Моя мама говорила, что я весь день пролежал на кровати, и больше не плакал, как самый настоящий взрослый. А как иначе, я ведь и есть взрослый. Я каждое утро, вот уже полгода как, смотрелся в зеркало, когда умывался, и говорил себе, что я уже повзрослел. Конечно, я подумал о том, что плакать так много нельзя и перестал рыдать. А как иначе, ведь я уже взрослый.

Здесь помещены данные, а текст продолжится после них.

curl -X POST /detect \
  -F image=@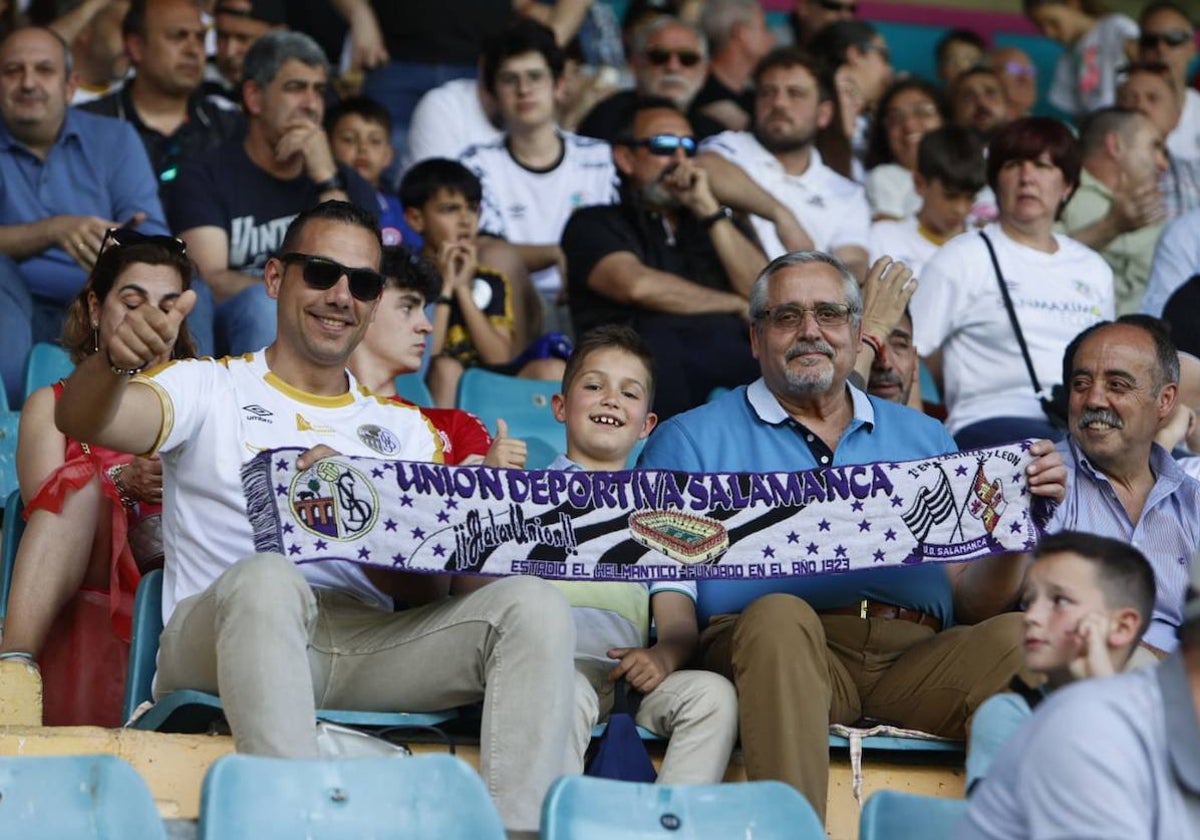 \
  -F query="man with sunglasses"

[638,251,1066,815]
[55,202,575,832]
[1138,0,1200,160]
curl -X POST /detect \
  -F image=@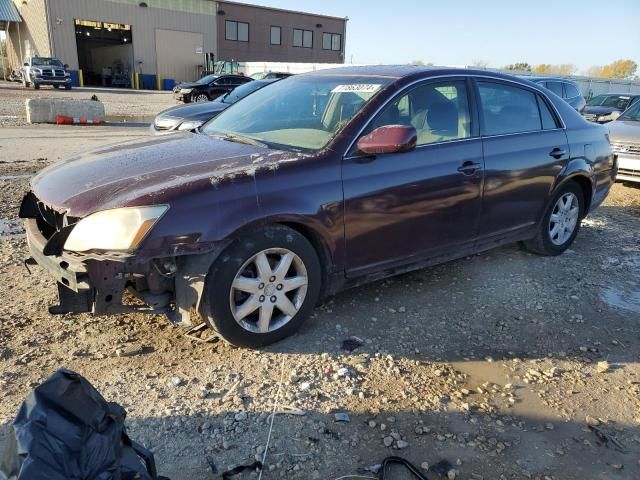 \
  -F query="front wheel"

[202,225,322,348]
[524,181,584,255]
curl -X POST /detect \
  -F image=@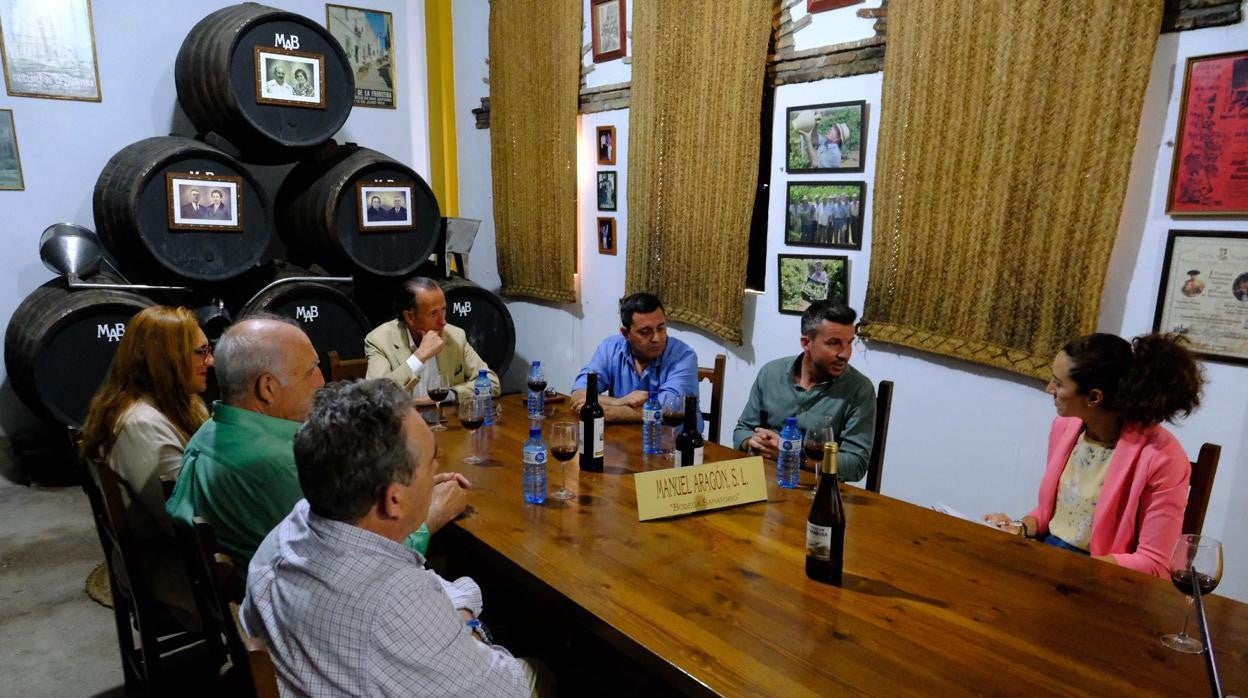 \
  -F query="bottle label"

На следующее утро после похорон я сидел у окна, брат листал какой-то журнал, пытаясь скрывать это от меня. А когда зашёл папа, я удивился этому. Он вошёл в нашу комнату, брат подпрыгнул, пытаясь спрятать журнал, и отец подсел ко мне. Словно ему наплевать, что тут происходит, пока его нет, или он просто обо всём уже знает и поэтому никогда не принимал во всём этом участия.
Серьёзные глаза отца уставились сначала в пол, а потом он поднял их на меня.

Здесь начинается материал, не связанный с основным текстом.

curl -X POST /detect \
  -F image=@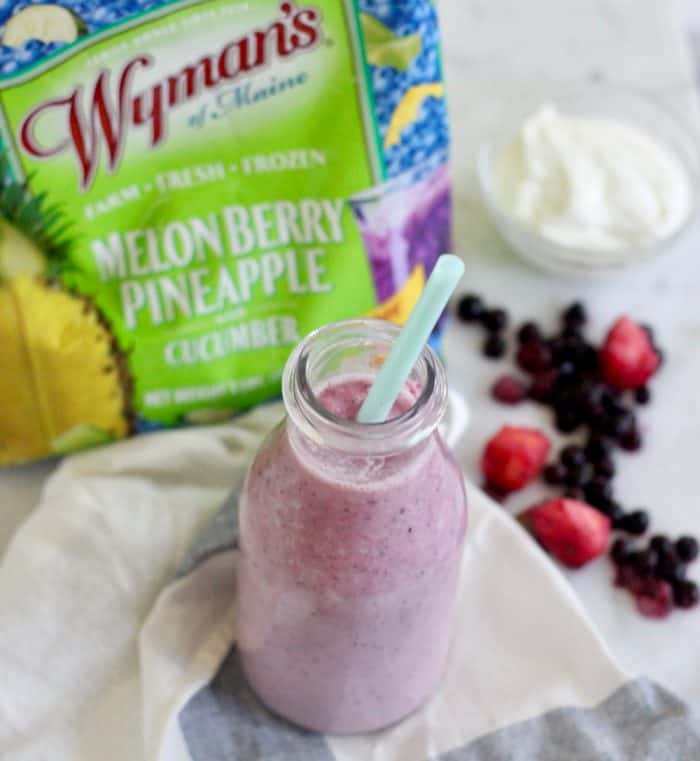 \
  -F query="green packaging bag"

[0,0,450,465]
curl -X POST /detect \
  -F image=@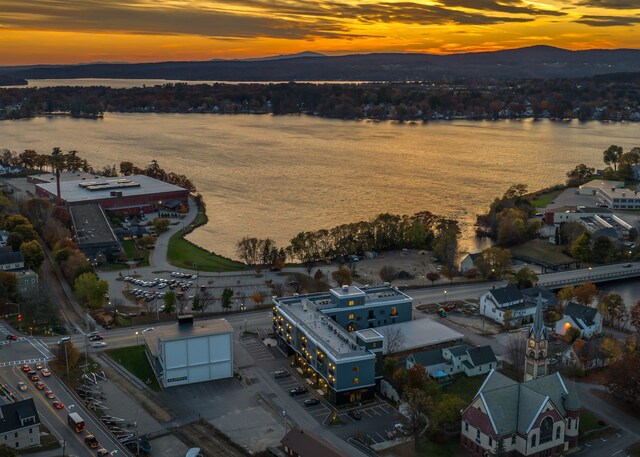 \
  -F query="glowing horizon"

[0,0,640,65]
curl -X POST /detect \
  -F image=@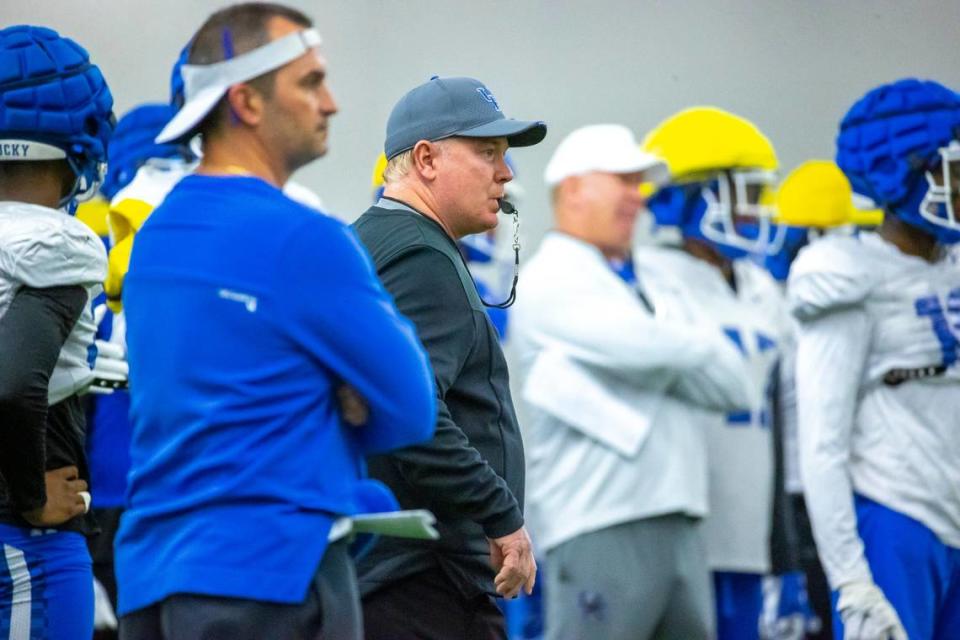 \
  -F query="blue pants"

[833,496,960,640]
[713,571,763,640]
[0,524,93,640]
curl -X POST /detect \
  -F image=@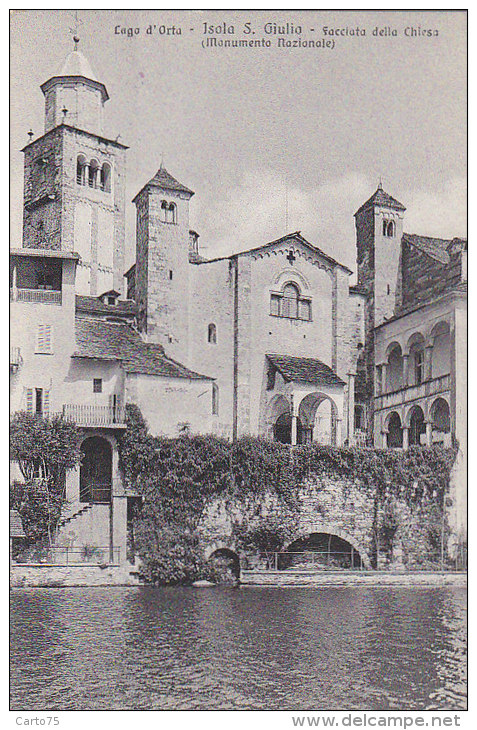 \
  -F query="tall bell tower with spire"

[354,181,406,442]
[23,27,127,296]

– Когда я был маленький, – начал отец, – в нашей деревне умер один мальчик. Он бегал всегда хорошо, особенно когда гонялась за ним собака дяди Пети, после того, как он своровал яблоки из сада. Мы все там воровали. Ну, детство такое у нас было, понимаешь. Этот мальчик долго болел чем-то и умер. Его просто не стало, и всё. Я не так хорошо его знал, но мне было печально. Он не был плохим мальчиком, чтобы заслуживать смерти, нет! Конечно нет! Не помню, сколько тогда мне было лет, но твой дедушка тогда сказал, что его родителям придётся с этим жить. Научиться с этим жить. Я не понимал о чём он говорил, но повзрослев, понял. – Папа повернул моё лицо в свою сторону, чтобы мы встретились взглядами, и продолжил. – Сынок, Марк был отличным парнем, я хорошо его знал, но если ты хочешь, чтобы он всегда тобой гордился, то ты должен смириться с тем, что дальше придётся обходиться без него. Пожалуйста, Саш, пойми. Если раньше ты считал, что ты уже взрослый и это были лишь мысли мальчика, то теперь всё изменилось. Сынок, тебе необходимо научиться жить с этим горем. Просыпаться каждое утро, ходить в школу, общаться с нами и быть тем хорошим мальчиком, которого мы все знаем. Если у тебя это получится, то ты повзрослеешь. На самом деле повзрослеешь. Я хочу, чтобы ты это понял. Пожалуйста, сынок.